How Do VLAs Effectively Inherit from VLMs?
Chuheng Zhang, Rushuai Yang, Xiaoyu Chen, Kaixin Wang, Li Zhao, Yi Chen, Jiang Bian
TL;DR
The paper tackles the problem of how vision-language-action models can effectively inherit the priors of large vision-language models for embodied control, addressing catastrophic forgetting during transfer. It introduces GrinningFace, a diagnostic emoji-tabletop benchmark that disentangles visual-semantic priors from motor skills, and validates it in both simulation and real robots.
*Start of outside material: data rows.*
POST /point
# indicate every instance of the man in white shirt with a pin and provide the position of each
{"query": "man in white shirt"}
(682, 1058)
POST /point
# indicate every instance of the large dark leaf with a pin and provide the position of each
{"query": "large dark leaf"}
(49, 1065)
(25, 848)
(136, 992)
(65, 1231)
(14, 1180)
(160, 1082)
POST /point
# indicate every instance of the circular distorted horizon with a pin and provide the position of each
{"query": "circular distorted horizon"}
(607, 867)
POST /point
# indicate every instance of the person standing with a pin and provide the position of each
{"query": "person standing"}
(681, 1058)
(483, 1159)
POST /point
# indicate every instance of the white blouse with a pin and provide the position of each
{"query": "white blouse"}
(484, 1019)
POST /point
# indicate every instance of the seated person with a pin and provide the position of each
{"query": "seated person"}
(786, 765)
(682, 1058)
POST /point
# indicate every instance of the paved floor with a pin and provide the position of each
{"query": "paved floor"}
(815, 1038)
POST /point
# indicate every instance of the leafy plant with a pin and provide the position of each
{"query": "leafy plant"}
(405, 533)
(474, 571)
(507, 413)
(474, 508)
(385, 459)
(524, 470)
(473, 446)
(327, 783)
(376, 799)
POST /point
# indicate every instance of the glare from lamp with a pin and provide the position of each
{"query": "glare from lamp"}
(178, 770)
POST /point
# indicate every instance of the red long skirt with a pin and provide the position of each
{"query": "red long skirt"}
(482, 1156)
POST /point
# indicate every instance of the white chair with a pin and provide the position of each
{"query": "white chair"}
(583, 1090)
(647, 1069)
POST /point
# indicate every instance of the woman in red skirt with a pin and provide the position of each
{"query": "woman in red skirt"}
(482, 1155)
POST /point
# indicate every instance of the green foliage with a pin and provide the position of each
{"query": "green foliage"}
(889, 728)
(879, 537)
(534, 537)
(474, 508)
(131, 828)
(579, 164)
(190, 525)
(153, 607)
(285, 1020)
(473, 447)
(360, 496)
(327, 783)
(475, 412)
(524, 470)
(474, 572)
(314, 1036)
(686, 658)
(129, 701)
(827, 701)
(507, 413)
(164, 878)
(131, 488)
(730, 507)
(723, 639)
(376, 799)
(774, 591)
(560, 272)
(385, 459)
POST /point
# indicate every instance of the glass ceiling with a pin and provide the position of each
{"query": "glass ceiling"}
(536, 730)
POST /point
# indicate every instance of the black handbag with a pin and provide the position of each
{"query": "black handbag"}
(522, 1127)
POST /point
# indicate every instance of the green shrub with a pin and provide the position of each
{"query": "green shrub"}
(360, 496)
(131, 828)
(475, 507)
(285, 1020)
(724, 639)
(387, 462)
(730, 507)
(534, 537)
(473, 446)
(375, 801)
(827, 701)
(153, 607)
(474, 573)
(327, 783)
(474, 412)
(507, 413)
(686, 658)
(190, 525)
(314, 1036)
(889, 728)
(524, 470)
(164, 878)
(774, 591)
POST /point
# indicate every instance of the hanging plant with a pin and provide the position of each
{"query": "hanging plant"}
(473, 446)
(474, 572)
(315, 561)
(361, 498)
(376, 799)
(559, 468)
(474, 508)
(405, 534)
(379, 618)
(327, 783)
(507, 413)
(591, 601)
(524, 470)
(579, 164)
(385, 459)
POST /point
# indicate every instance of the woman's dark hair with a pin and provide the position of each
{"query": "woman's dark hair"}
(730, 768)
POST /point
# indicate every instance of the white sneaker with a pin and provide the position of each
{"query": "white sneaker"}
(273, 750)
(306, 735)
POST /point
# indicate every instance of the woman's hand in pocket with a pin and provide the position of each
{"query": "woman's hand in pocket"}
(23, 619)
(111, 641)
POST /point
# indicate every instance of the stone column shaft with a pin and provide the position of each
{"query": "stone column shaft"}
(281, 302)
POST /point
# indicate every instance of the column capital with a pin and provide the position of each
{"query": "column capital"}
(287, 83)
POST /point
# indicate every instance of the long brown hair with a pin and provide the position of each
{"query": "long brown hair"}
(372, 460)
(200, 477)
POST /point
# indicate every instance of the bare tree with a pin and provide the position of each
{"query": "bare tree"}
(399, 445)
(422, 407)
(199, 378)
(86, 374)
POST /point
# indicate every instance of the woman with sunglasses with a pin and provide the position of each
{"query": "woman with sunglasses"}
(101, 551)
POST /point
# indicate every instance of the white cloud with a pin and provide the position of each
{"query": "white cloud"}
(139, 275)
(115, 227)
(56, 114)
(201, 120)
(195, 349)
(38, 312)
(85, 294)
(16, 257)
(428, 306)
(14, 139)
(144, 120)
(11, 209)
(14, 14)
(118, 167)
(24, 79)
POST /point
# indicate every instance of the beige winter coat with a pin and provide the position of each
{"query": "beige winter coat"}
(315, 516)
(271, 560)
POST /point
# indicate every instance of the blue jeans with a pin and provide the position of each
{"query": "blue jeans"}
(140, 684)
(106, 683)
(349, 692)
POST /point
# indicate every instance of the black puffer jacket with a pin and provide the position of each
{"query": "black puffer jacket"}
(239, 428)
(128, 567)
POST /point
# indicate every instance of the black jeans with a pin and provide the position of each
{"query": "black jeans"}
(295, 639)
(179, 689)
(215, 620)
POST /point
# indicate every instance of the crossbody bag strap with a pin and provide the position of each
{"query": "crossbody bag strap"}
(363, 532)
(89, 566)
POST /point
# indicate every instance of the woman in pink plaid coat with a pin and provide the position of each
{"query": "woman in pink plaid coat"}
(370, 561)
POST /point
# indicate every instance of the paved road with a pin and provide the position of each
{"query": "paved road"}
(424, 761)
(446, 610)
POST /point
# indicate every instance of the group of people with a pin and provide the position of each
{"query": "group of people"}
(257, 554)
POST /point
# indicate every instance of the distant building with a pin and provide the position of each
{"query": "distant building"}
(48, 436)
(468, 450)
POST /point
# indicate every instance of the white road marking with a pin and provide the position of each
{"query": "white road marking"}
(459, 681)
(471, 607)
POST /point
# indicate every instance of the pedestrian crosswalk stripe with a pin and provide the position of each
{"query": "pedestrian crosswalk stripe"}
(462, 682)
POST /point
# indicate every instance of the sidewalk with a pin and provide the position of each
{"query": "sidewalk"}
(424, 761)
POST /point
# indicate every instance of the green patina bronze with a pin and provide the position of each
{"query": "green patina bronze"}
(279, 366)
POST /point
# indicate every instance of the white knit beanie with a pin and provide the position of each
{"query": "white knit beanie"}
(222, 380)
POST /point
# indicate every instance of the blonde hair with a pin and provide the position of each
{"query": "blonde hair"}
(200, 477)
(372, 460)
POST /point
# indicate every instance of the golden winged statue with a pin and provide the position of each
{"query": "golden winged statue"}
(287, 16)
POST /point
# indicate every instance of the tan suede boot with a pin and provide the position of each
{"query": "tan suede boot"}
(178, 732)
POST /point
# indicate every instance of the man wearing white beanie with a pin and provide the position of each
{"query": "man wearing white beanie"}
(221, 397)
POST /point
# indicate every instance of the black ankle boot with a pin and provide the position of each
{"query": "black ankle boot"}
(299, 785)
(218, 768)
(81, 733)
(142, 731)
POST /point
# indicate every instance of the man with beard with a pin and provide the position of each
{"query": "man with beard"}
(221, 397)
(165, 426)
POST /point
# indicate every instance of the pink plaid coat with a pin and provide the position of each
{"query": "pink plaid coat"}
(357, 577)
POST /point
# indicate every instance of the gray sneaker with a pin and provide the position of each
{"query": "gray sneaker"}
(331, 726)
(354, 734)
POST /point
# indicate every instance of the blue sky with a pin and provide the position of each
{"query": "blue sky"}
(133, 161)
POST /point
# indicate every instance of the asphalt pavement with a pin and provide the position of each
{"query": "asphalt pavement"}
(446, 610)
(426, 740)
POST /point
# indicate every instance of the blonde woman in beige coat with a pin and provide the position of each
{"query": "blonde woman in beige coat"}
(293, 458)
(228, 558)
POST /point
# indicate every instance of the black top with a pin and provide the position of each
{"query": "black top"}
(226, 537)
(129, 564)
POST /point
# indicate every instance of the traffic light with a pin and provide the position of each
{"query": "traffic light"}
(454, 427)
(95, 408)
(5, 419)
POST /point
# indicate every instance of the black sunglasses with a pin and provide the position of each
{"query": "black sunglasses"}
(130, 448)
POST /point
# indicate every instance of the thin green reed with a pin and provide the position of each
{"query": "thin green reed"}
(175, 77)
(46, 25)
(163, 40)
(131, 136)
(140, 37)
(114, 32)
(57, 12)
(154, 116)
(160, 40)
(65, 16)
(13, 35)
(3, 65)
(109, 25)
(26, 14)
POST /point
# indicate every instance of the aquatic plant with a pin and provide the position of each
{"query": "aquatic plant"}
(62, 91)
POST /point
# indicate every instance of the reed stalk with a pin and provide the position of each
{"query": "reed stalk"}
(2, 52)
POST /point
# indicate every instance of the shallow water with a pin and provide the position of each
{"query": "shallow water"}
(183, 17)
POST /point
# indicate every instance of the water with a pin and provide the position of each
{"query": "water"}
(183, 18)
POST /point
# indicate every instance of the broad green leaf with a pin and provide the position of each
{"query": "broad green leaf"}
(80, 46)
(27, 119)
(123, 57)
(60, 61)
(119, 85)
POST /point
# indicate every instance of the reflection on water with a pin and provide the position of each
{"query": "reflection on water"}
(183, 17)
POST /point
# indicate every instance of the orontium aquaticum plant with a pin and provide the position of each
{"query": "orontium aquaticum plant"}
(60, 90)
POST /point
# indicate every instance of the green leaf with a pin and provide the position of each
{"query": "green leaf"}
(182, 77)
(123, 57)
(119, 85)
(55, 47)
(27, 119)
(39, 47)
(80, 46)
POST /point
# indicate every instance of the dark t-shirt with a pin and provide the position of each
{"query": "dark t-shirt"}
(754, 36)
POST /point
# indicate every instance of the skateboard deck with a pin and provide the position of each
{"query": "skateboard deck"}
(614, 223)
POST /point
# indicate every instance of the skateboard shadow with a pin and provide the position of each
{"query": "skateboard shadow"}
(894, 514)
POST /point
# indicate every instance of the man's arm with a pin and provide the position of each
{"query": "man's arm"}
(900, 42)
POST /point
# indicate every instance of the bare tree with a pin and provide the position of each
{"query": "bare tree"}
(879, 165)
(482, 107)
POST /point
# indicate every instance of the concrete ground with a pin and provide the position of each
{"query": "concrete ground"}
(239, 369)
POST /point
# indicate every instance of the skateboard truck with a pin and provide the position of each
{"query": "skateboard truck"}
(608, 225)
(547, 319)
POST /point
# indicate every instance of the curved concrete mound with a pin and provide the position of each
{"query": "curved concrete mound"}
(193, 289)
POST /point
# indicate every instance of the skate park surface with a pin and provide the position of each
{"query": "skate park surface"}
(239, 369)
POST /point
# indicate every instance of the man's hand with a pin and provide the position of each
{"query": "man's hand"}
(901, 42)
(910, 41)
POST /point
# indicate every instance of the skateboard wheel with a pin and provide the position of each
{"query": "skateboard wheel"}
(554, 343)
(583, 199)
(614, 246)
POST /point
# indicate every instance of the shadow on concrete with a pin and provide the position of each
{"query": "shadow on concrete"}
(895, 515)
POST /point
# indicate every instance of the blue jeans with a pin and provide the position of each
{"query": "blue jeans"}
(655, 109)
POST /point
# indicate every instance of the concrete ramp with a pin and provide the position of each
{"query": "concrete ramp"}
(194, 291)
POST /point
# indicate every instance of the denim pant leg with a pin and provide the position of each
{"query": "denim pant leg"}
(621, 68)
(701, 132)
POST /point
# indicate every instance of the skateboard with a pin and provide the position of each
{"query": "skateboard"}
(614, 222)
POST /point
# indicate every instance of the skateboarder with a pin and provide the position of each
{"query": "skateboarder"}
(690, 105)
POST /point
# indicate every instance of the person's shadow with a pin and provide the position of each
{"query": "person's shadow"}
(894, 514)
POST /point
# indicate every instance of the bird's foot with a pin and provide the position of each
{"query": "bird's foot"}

Through systematic experiments, the study compares pre-training and fine-tuning strategies (e.g., parameter-efficient methods like LoRA, freezing backbones, co-training, discretized vs latent targets, and diverse data) to identify what preserves VLM priors while enabling motor execution. Key findings show that co-training and latent-action targets help preserve priors and improve recognition, while naive initialization or discretized targets underperform; diverse VLA pre-training further aids transfer. The work provides actionable guidance and a reproducible framework for developing truly generalizable embodied AI systems, highlighting substantial room for improving how VLM priors are preserved and activated during VLA training.
Abstract
Vision-language-action (VLA) models hold the promise to attain generalizable embodied control. To achieve this, a pervasive paradigm is to leverage the rich vision-semantic priors of large vision-language models (VLMs). However, the fundamental question persists: How do VLAs effectively inherit the prior knowledge from VLMs? To address this critical question, we introduce a diagnostic benchmark, GrinningFace, an emoji tabletop manipulation task where the robot arm is asked to place objects onto printed emojis corresponding to language instructions. This task design is particularly revealing -- knowledge associated with emojis is ubiquitous in Internet-scale datasets used for VLM pre-training, yet emojis themselves are largely absent from standard robotics datasets. Consequently, they provide a clean proxy: successful task completion indicates effective transfer of VLM priors to embodied control. We implement this diagnostic task in both simulated environment and a real robot, and compare various promising techniques for knowledge transfer. Specifically, we investigate the effects of parameter-efficient fine-tuning, VLM freezing, co-training, predicting discretized actions, and predicting latent actions. Through systematic evaluation, our work not only demonstrates the critical importance of preserving VLM priors for the generalization of VLA but also establishes guidelines for future research in developing truly generalizable embodied AI systems.